I used to always run off to Hoseok's place whenever I knew the beatings were going to be worse. It worked for the time I was there, but when I came home, I got my beatings anyway. Even harder than they were supposed to be because I ran to him again.  But I gladly took them, because he was the only person in the world who made me feel even a little bit of a human being. He's probably who saved me from myself at that point. I was at my lowest when I met him, having the feeling of dying all the time. That way you would be better off and I wouldn't be in so much pain anymore. Hoseok was the only person who looked at me, the only one who cared. And how could I hurt the only person who cared for me in this entire world? He was more than my friend. He was my savior. 

The night I ran off, the night you made him mutilate me, I took the picture of dad with me. I ran to the bus stop and put out all the money I had saved up and took a ride to Seoul. It wasn't even nearly enough to pay it, but the bus driver saw how desperate I was and let me go. Once I got to Seoul I searched for dad, wanting to be saved from this misery, but stumbled upon something even better. A woman scouted me, telling me how beautiful I was. She wanted me to come to her firm for tryouts. That day I was about to pass out due to lack of food and water. You didn't feed me all week. The only reason I went with her was because there was free food. I ate that day, my stomach hurt because it was so much. 

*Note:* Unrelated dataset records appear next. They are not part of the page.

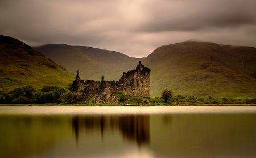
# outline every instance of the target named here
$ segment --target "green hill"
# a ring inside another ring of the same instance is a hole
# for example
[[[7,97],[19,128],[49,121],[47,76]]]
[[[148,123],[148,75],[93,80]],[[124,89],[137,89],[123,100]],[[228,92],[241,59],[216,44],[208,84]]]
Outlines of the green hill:
[[[0,35],[0,90],[30,85],[67,86],[74,76],[64,68],[13,38]]]
[[[242,64],[243,63],[243,64]],[[255,48],[187,41],[158,48],[146,59],[151,69],[151,94],[255,97]]]
[[[65,44],[47,44],[34,48],[67,70],[86,80],[118,80],[123,72],[134,69],[138,59],[105,49]]]
[[[160,47],[146,59],[88,47],[48,44],[35,49],[71,72],[80,70],[89,80],[104,75],[118,80],[142,60],[151,69],[152,97],[166,88],[198,97],[256,96],[256,80],[251,77],[256,71],[255,48],[187,41]]]

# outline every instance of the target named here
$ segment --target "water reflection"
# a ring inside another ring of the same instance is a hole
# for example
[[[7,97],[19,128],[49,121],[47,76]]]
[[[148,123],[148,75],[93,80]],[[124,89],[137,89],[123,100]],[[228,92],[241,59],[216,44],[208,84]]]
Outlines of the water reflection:
[[[1,157],[255,157],[256,114],[1,115]]]
[[[139,146],[150,142],[148,115],[75,116],[72,119],[72,127],[77,143],[82,128],[85,131],[100,130],[102,141],[106,130],[117,129],[123,138],[135,142]]]

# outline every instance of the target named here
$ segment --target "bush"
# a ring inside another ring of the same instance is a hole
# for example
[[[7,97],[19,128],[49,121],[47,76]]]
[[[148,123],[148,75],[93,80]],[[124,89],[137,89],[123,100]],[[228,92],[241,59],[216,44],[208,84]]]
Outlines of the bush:
[[[10,95],[6,92],[0,92],[0,103],[10,103],[11,102]]]
[[[72,103],[73,101],[72,93],[70,92],[67,92],[60,95],[60,101],[61,103]]]
[[[11,100],[11,102],[13,103],[30,103],[32,102],[32,100],[26,97],[19,96]]]
[[[172,98],[172,92],[171,90],[165,89],[162,93],[162,98],[165,102],[170,101]]]
[[[64,93],[68,92],[68,90],[65,88],[55,86],[53,89],[53,94],[54,95],[54,97],[55,98],[55,101],[57,103],[60,103],[60,97]]]
[[[28,99],[33,99],[36,94],[36,90],[31,86],[23,86],[15,88],[9,93],[11,99],[18,98],[19,97],[24,97]]]
[[[52,94],[52,95],[53,95],[53,97],[54,97],[54,101],[52,102],[53,103],[53,102],[60,103],[60,102],[61,102],[60,100],[60,95],[62,94],[67,92],[67,91],[68,91],[68,90],[65,88],[59,87],[59,86],[44,86],[41,89],[41,92],[43,92],[43,93],[51,92]],[[46,97],[45,95],[46,95],[46,94],[44,94],[44,97]],[[48,97],[49,97],[49,99],[51,97],[49,95],[50,94],[48,94],[47,95],[48,95]]]
[[[150,98],[150,101],[153,103],[158,103],[162,101],[162,99],[159,97],[151,98]]]
[[[53,91],[55,86],[46,86],[42,88],[41,91],[43,92],[49,92],[51,91]]]
[[[52,92],[40,93],[38,94],[36,102],[39,103],[54,103],[55,97]]]

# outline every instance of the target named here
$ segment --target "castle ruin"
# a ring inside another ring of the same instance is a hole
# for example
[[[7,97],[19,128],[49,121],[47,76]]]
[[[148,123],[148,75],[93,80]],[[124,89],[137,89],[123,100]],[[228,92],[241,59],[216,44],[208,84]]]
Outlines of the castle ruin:
[[[102,100],[108,100],[113,94],[120,93],[123,90],[127,95],[150,97],[150,69],[144,67],[141,61],[139,61],[136,69],[123,72],[118,81],[105,81],[102,76],[101,81],[86,80],[85,82],[80,80],[77,70],[72,89],[77,92],[80,88],[84,88],[85,97],[87,99],[98,94]]]

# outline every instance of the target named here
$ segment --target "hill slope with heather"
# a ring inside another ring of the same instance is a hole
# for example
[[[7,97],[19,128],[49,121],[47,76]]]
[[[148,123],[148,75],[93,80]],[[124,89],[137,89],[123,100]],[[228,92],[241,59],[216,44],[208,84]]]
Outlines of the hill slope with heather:
[[[256,96],[255,48],[187,41],[158,48],[145,65],[152,95],[170,88],[197,97]]]
[[[34,48],[70,72],[79,70],[86,80],[100,80],[104,75],[106,80],[118,80],[122,72],[134,69],[143,59],[85,46],[47,44]]]
[[[151,69],[151,96],[164,89],[175,94],[197,97],[256,96],[256,49],[212,43],[186,41],[164,45],[146,58],[88,47],[48,44],[35,48],[70,72],[82,78],[118,80],[138,60]]]
[[[25,85],[68,86],[74,76],[25,43],[0,35],[0,90]]]

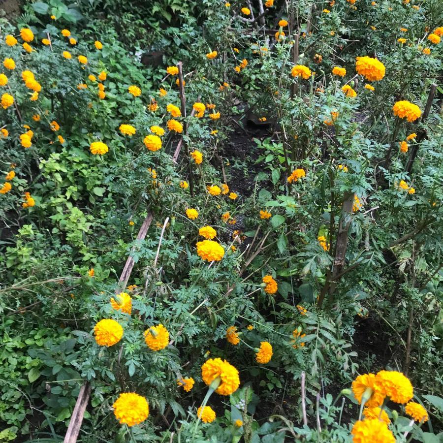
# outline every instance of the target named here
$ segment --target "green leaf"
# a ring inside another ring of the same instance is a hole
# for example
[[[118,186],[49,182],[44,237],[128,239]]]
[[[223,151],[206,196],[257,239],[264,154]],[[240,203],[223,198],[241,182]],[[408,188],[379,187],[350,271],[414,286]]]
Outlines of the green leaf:
[[[282,223],[285,222],[285,217],[283,216],[276,214],[271,219],[271,224],[274,227],[277,227],[279,226]]]
[[[32,368],[28,373],[28,378],[31,383],[33,383],[40,377],[40,371],[36,368]]]
[[[37,14],[47,14],[49,8],[49,5],[47,3],[43,3],[43,1],[36,1],[31,5]]]

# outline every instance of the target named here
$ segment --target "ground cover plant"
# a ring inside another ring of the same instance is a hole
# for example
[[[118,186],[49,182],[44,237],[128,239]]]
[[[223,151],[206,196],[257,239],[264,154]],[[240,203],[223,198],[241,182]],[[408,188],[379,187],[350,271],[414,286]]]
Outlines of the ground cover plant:
[[[443,4],[124,3],[0,19],[0,442],[441,441]]]

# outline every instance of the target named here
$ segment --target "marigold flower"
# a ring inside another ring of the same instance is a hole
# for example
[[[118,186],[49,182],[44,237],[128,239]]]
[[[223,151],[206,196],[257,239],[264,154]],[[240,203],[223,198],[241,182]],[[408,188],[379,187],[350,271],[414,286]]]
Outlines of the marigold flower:
[[[103,318],[94,327],[95,341],[100,346],[113,346],[122,340],[123,328],[112,318]]]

They accepted me, told me I was beautiful and talented. That was the first time I'd really heard someone say something like that to me. It took me a while to believe them. The woman also saw how troubled I was and that I needed help. I told her a bit of the story and she settled it with you. They were the ones who gave me a chance. 

And that's why I'm writing this letter today. Because of them and everyone who ever believed in me. Because they deserve to see me happy and content with myself. They've put too much effort into my wellbeing to see me crumble every single time you're near me. From now on I won't let your words have that effect on me. It'll be tough, but you won't have a hold on me anymore. I will be confident, not afraid and myself from now on. I will learn to trust and leave you behind me. Who knows, maybe one day I'll even forgive you. Circumstances have made you this way, I know that. You must've been loving once upon a time. 

I hope we both can find peace after this. That we both will be at ease with ourselves. Redemption is just around the corner. Always remember that.